Teradyne is a US company founded in 1960 and headquartered in North Reading, Massachusetts. Its core business is automatic test equipment for semiconductors, used to verify the function of chips before shipment. Through test technology, Teradyne is closely tied to the semiconductor industry.
Semiconductor test products
Central test platforms include UltraFLEX and UltraFLEXplus for SoC devices, the Magnum family (including Magnum EPIC) for memory devices, and the Eagle platform with the ETS-88 and ETS-800 for power and analog devices, including silicon-carbide and gallium-nitride components used in vehicle electrification. For complex system-in-package devices, Teradyne also offers the Titan platform for system-level test.
Robotics
In 2015 Teradyne acquired the Danish manufacturer Universal Robots and has since also been active in collaborative robotics (cobots). On April 26, 2018, it followed with the roughly $272 million acquisition of Mobile Industrial Robots (MiR, $148 million upfront plus $124 million in milestone payments through 2020), maker of autonomous mobile robots such as the MiR200 (about 200 kg payload, cleanroom-certified). At the time of acquisition MiR had 132 distributors across 40 countries. Universal Robots offers the UR3e, UR5e, UR10e, UR16e, UR20 and UR30 cobot lines for applications such as machine tending, palletizing, assembly, welding and quality inspection.
Positioning
Teradyne combines two growth areas: test systems, demand for which rises with the complexity of modern AI chips, and collaborative robotics as a building block of increasingly automated production. In the test business, Teradyne and Japan's Advantest form what market observers describe as a duopoly; together with smaller rival Cohu, the three hold roughly 55% of the automated test equipment market. In 2025 Teradyne further strengthened its position by acquiring a probe-card design house and taking a roughly $516 million, 10% stake in Technoprobe, while divesting its own Device Interface business.
Key figures
For fiscal year 2025 Teradyne reported revenue of roughly $3.19 billion (up 13% from $2.82 billion in 2024) and GAAP net income of $554.0 million. In the fourth quarter of 2025, of $1,083 million in revenue, about $883 million came from Semiconductor Test, $110 million from Product Test and $89 million from Robotics; since March 2025 Teradyne has reported in these three segments rather than the previous two. Wikipedia cites about 6,500 employees for 2024. The shares trade on Nasdaq under the ticker TER.

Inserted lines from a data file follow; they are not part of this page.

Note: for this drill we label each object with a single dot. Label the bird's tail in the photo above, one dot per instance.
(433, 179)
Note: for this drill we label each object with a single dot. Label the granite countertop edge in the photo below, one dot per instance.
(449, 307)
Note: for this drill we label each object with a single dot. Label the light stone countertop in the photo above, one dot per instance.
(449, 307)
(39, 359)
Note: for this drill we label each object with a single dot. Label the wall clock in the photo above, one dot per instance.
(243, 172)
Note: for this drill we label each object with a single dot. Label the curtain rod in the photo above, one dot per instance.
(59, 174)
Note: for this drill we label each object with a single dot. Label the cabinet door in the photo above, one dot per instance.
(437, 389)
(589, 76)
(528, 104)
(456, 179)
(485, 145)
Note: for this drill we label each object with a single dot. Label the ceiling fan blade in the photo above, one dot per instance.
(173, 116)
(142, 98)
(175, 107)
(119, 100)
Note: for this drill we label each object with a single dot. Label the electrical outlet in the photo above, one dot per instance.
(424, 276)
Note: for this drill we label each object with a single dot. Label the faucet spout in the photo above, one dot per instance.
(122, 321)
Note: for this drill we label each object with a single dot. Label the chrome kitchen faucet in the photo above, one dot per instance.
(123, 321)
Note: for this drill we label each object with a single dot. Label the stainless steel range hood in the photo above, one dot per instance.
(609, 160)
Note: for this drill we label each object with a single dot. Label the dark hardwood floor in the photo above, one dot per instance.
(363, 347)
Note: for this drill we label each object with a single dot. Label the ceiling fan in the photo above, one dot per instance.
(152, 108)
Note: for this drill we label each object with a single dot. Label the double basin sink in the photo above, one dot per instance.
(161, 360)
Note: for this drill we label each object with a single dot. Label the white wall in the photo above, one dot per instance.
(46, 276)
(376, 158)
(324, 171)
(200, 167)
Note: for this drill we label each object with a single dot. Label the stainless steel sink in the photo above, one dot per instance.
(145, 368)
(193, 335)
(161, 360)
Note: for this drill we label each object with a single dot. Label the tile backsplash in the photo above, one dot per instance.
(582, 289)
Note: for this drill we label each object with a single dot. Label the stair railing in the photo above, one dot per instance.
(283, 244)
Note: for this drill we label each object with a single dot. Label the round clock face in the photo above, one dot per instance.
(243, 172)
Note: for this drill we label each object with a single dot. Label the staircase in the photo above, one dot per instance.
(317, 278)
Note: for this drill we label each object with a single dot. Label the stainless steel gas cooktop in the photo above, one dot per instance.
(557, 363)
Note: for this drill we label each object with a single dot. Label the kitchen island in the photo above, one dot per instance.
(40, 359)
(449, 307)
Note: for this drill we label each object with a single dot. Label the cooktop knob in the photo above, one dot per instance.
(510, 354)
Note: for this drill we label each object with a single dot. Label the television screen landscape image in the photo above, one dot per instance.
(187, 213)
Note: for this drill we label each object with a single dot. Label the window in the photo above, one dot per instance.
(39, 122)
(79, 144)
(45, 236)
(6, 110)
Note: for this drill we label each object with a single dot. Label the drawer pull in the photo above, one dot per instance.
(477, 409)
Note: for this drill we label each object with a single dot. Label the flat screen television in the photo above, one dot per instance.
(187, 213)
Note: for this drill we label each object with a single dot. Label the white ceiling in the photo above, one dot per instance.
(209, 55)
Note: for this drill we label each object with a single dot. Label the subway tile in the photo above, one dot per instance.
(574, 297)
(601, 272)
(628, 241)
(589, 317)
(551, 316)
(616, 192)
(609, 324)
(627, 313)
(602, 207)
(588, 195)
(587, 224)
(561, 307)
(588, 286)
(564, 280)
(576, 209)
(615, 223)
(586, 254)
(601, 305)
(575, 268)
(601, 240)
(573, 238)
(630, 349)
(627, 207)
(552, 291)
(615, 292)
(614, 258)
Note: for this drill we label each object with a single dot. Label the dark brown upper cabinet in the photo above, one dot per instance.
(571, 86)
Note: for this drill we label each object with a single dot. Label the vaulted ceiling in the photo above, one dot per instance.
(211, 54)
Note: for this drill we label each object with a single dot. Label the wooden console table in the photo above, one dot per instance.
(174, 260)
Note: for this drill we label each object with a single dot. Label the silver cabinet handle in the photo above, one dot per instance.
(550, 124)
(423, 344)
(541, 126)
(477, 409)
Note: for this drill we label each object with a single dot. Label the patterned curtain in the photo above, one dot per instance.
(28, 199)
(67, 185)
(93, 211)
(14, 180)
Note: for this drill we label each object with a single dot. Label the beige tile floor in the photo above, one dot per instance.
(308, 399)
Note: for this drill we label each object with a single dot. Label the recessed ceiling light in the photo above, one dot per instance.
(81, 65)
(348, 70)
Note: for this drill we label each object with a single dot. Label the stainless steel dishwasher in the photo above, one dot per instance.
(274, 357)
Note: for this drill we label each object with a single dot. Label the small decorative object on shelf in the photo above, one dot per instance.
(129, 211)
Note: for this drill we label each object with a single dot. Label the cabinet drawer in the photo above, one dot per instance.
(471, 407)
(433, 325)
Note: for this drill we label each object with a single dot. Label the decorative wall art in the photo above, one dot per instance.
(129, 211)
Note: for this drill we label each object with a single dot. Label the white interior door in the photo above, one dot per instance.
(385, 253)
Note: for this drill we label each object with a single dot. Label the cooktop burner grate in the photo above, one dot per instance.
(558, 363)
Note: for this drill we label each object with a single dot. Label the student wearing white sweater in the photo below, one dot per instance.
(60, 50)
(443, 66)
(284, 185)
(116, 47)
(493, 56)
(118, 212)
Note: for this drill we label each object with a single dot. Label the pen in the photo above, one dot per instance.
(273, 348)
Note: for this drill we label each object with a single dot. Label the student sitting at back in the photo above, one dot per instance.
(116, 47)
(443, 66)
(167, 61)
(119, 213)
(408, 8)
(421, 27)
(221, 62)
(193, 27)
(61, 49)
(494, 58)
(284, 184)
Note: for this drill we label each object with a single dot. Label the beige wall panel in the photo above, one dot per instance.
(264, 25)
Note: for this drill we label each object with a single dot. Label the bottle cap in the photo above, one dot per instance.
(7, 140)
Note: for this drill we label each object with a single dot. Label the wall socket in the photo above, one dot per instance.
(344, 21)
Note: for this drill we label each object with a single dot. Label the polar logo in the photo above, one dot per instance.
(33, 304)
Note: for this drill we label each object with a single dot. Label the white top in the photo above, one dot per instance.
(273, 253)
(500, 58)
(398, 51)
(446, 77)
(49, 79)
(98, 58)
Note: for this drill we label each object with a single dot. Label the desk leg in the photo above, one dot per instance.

Test technology in the AI era
Teradyne's core business, the automatic testing of semiconductors, grows in importance as modern chips become more complex: the more elaborate a chip, the more demanding its testing before shipment. Teradyne is thus indirectly involved in building AI compute capacity, because AI accelerators and memory components must be tested too.
A second pillar in robotics
With Universal Robots (collaborative robots) and MiR (autonomous mobile robots), Teradyne has built a second pillar in flexible automation. These systems often target smaller and medium-sized businesses that introduce automation step by step. The test business is cyclical and shaped by the semiconductor economy, while the robotics segment participates in long-term automation trends. The combination of both fields gives Teradyne a broader footing but also exposes the company to competition in two different markets.
This profile is a neutral description and is not investment advice.